Sub-Project 2: Predicting if a User will visit a Restaurant

This 2nd task on users and restaurants determines how likely a given user would dine at a given restaurant, based on the user’s history of previosuly chosen restaurants (if available) and the restaurant’s history of customers. In other words, this uses a methodology in recommendation machine learning called collaborative filtering, which predicts how a customer will rate a product based on how that product was rated by similar customers.
Unlike the previous task, this one will employ more advanced deep learning and pre-trained ML tools.

Overview

The model neural network will take a given user and a given restaurant as an input pair, and output a value between 100% and 0% confidence on if the user will visit and eat at that restaurant.
Each user is represented by the set of all foods (or rather, food-related words) that appear in the reviews they’ve written for different restauarants.
Likewise, each restaurant is represented by the set of all foods (or rather, food-related words) that appear in the reviews written about them.

This graph visually summarizes the model architecture.

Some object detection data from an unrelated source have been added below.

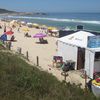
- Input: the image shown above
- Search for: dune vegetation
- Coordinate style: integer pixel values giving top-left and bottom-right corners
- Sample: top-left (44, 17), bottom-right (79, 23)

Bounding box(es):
top-left (0, 45), bottom-right (100, 100)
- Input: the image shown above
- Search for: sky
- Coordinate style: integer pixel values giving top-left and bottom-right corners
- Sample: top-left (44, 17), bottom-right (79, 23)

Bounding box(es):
top-left (0, 0), bottom-right (100, 12)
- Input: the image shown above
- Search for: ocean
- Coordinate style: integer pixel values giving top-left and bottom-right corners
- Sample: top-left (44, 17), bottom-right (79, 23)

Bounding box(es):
top-left (1, 13), bottom-right (100, 32)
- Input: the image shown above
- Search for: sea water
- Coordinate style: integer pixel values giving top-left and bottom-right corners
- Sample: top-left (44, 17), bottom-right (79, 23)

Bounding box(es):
top-left (0, 13), bottom-right (100, 32)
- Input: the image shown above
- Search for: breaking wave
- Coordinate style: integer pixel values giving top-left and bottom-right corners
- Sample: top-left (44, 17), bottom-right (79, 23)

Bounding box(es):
top-left (8, 16), bottom-right (100, 24)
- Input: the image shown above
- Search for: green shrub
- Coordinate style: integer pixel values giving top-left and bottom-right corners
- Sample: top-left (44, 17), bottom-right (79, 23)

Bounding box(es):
top-left (0, 52), bottom-right (99, 100)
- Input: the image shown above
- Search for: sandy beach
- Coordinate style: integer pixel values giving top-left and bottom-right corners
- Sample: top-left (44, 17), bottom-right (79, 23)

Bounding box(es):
top-left (0, 22), bottom-right (85, 87)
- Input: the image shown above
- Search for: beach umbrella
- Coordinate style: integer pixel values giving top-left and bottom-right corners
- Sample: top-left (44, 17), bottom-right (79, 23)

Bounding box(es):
top-left (22, 27), bottom-right (29, 32)
top-left (0, 34), bottom-right (7, 41)
top-left (33, 33), bottom-right (47, 38)
top-left (33, 23), bottom-right (39, 28)
top-left (5, 31), bottom-right (14, 35)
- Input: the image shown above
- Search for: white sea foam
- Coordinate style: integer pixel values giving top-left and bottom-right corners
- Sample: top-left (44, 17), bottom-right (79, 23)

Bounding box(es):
top-left (8, 16), bottom-right (100, 24)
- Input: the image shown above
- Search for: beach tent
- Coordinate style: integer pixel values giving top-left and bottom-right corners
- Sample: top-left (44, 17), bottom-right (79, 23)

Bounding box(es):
top-left (57, 31), bottom-right (100, 78)
top-left (22, 27), bottom-right (30, 32)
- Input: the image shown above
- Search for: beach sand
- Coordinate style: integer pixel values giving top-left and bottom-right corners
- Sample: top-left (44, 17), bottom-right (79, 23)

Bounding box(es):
top-left (0, 22), bottom-right (85, 88)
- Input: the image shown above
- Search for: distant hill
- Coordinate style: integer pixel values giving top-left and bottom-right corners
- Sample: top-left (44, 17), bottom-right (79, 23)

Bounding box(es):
top-left (0, 8), bottom-right (16, 14)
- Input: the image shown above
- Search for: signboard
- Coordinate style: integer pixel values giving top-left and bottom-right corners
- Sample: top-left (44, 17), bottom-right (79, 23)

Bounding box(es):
top-left (87, 36), bottom-right (100, 48)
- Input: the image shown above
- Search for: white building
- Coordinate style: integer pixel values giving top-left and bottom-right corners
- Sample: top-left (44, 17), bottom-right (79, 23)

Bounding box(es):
top-left (58, 31), bottom-right (100, 78)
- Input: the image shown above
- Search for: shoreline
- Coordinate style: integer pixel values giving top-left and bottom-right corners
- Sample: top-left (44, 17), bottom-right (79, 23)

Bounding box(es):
top-left (0, 19), bottom-right (90, 88)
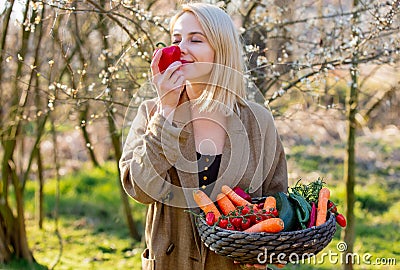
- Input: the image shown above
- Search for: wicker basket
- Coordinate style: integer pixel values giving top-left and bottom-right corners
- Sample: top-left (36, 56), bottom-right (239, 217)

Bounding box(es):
top-left (196, 208), bottom-right (336, 264)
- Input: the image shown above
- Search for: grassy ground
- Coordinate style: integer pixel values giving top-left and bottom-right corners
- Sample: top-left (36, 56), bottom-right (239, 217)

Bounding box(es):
top-left (0, 127), bottom-right (400, 270)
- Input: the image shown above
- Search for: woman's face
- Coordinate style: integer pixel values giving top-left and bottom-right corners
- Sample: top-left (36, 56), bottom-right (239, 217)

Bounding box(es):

As one can see, 80% of my time is actually for the data preparation and cleaning, while the prediction model itself is merely a 20% part at the end.

Text-Data-Processing

Word2Vec

In order to approximately select only the food-related words, I used a completely separate dataset: a recipe dataset where one of the columns was a list of ingredients for each recipe; while it’s impossible to get a universal list of every food-related word that exists, this is sufficient enough to build a vocabulary of just food words.
A reason behind my choice to use Word2Vec is its ability to connect relationships between words that usually appear close to one another. This is useful because it allows indirect associations between 2 given words.
- Let’s say there is a user who mostly eat seafood, but the word “seafood” never shows in their reviews. Despite being so, they can still be associated with seafood based on the seafood-related words in their reviews (“salmon”, “crab”, etc.), because there are many other sentences in the dataset that do in fact have the word “seafood” and the said seafood-related words showing up close to each other, which is how the association is learned from.
So now, a column where each row is the ingredients list for a recipe, is an effective learning place for the Word2Vec to bridges associations between food words based on their co-occurences.
One of Word2Vec’s famous features is the ability to do “arithmetic” with words. Think of it like the analogy questions of old SAT exams. For the custom food dataset vocabulary that we trained Word2Vec on, we expect things like “barbeque - july 4th + thanksgiving”, which basically asks “If July 4th is to barbeque, then Thanksgiving is to …?).”. The top leading words are related to turkey.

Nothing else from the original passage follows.